Looking for solution on how to befriend any data source with any data consumer

Hello :wave:

This topic is my attempt to find a solution on how to befriend any data source with any data consumer. What cannot be found can be created, in which case I want to find like-minded people and make it happen.

The problem :thinking:

There are thousands apps and services we use to collect and work with our personal data, let’s call them data sources and consumers for the sake of generalization, or DSC as abbreviation. We wish that DSCs were interoperable between each other that then we can use data from one source to find an application in another place. For example, we collect our sleep data in Fitbit and later we see an analytical report in Sleep As Android app. Or another more sophisticated example, we collect our sleep data in Fitbit, Sleep As Android and Oura Ring app, later these 3 sources merge in one but very accurate source with help of 3rd party service and then it goes to another service which provides AI powered insides.

To make it possible every DSC has to use unified data structures and implement unified API. But there is no standard and there cannot be because every knowledge domain is unique, so the standardization is a constant process which must be led by industry professionals. I saw just one attempt which is Open mHealth. Don’t know what happened to them but it doesn’t look alive.

Unified data structures and unified API together make our personal data behave as liquid which is ease to stream, filter and transform. Liquid data allows us to move it anywhere and care about it the way we like, from public entry to very strict granular data access control. This way we can really make the most out of our data.

I’m QS enthusiast and software engineer who likes to design nice UX. Sometimes I have ideas combined all my passions which I eager to implement but then I struggle with the development of enormous amount of integrations with other services and data convertors to unify them. There’re hundreds engineers who’ve done this kind of job hundred times and I can’t reuse their result just because their work is private. Or it’s open sourced but we use different programming languages. Or there is no documentation. Or documentation exists but I have a single life and no time to read them all.

It would be great if I could focus only on development of sleep analysis algorithm and after release it would be instantly available to the mass users. Plus during the development I wouldn’t think about sleep data structures and data source to experiment with, I would just use publicly available sleep data streams from data donors. What a wonderful world I picture, huh? I’ve been thinking a lot on how to make it come true and here I present my idea.

The idea :bulb:

I call it the concept of a number of bridges and a single hub. In a simplified form, the solution looks like this:

Legend

:blue_car: DSC — data sources and data consumers, e.g. CSV-files, Exist, Google Fit, MongoDB, Grafana, JSON-files, Zapier, Apple Health, Dropbox, Open Humans, ActivityWatch, ZenoBase, Amazon S3, 23andMe, Fitbit, Tableau, anything
:house: Hub — a program which makes sure that all bridges are valid and speak same language (use known data structures)
:bridge_at_night: Bridge — a small program which connects DSC to Hub

Here is the example of more sophisticated setup:

Now, when you see a big picture let’s dig into details.

Hub

Hub is actually a web-server which orchestrates interaction between Bridges. It does things like:

  • Manage integrations (which are inside bridges)
  • Broadcast events to all bridges
  • Redistribute read and write operations between bridges

Hub Client

Hub Client provides API for Hub in your favorite programming language. It’s essential part of the system because bridges are going to be implemented by the community where people are free to use any programming language to write their own bridges. So JavaScript Hub Client will be useful for people who develop for Node.js and Web, while Go Hub Client will make happy golang developers.

The API includes:

  • Connect integration to Hub
  • Read from Hub
  • Write to Hub
  • Listen events from Hub

Bridge

The varieties of Bridges are gonna be created by our community members and DSC providers. Bridge is a small program written in your favorite programming language which implements either integration with DSC or application of DSC or both. The difference between integration and application is major.

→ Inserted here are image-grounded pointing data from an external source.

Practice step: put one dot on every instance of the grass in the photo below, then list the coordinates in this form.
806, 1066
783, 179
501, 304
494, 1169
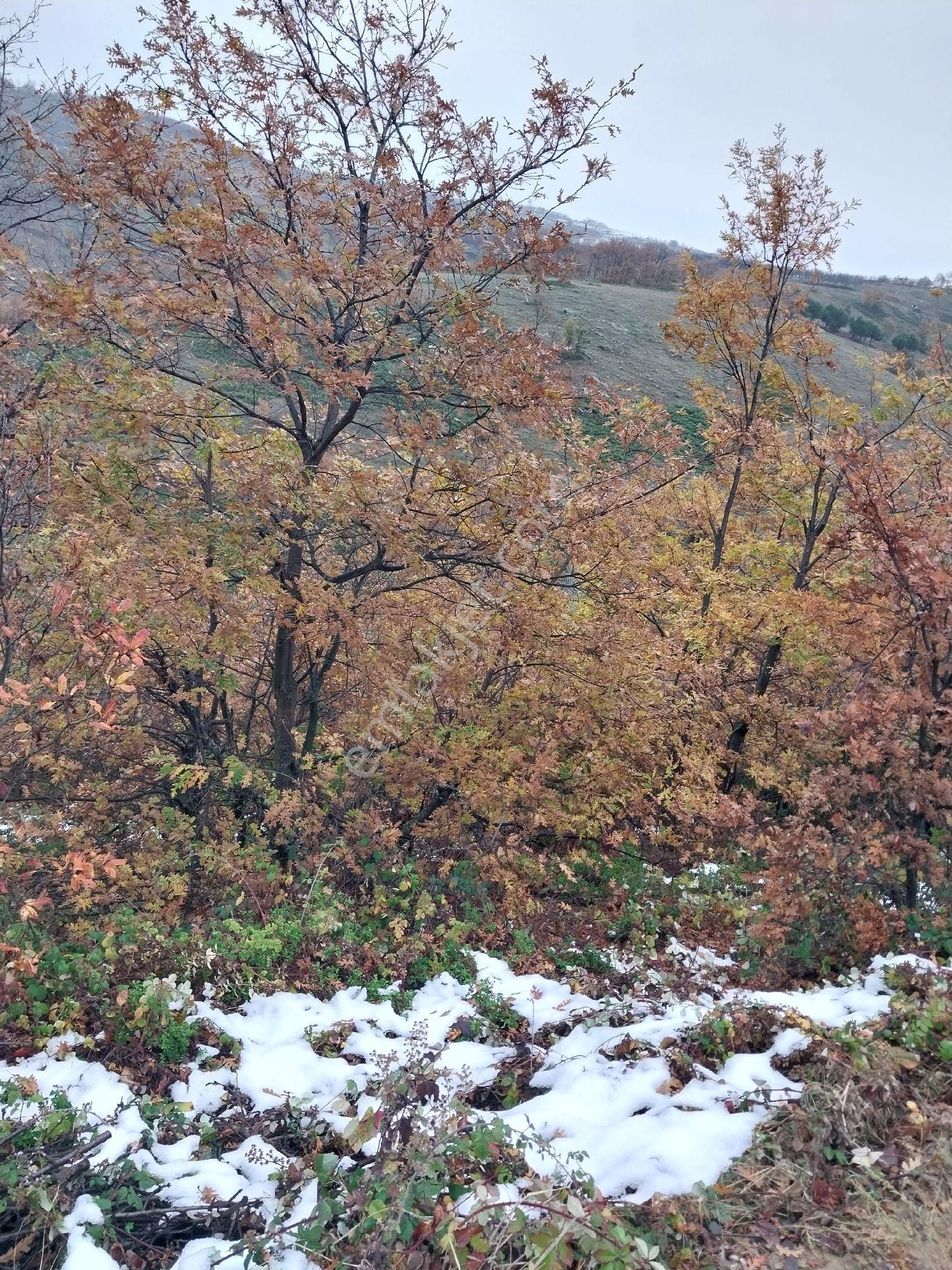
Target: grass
619, 339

The integration implements operations:

  • Read from DSC
  • Write to DSC
  • Emit events from DSC

Each operation is optional — aligned with the Bridge functionality requests. The operation can be public, which means it’s accessible to Hub therefor other Bridges. Or it can be private which makes sense only on the case when we’re gonna exploit this operation in the application part.

The application part is the place for business logic which does utility between DSC and Hub.

Example of the setup which imports your Google Photos from the cloud to your PC file system:

The amount of Bridges between a single DSC and Hub is unlimited. So we as end-users will be able to add new Bridges or replace old ones when a better option comes out.

We’re gonna have a special place where authors can publish their Bridges and track feedback on it, so it’ll be easy for end-users to pull and customize their setups, and for developers it will be a good place to monitor what’s in demand and acquire the first users for their products charged with Bridges.

What do you think? :woman_shrugging:t4:

Pardon the long article, so I will purposely omit the details of the technical implementation. You are very welcome to ask me to provide more examples on Bridge structures and specific setups. I can describe the details of the technical implementation in a document if you ask for it. At this point, I want to get feedback from you on the idea. I have probably missed a lot in the explanation and the idea itself, so please ask questions and criticize.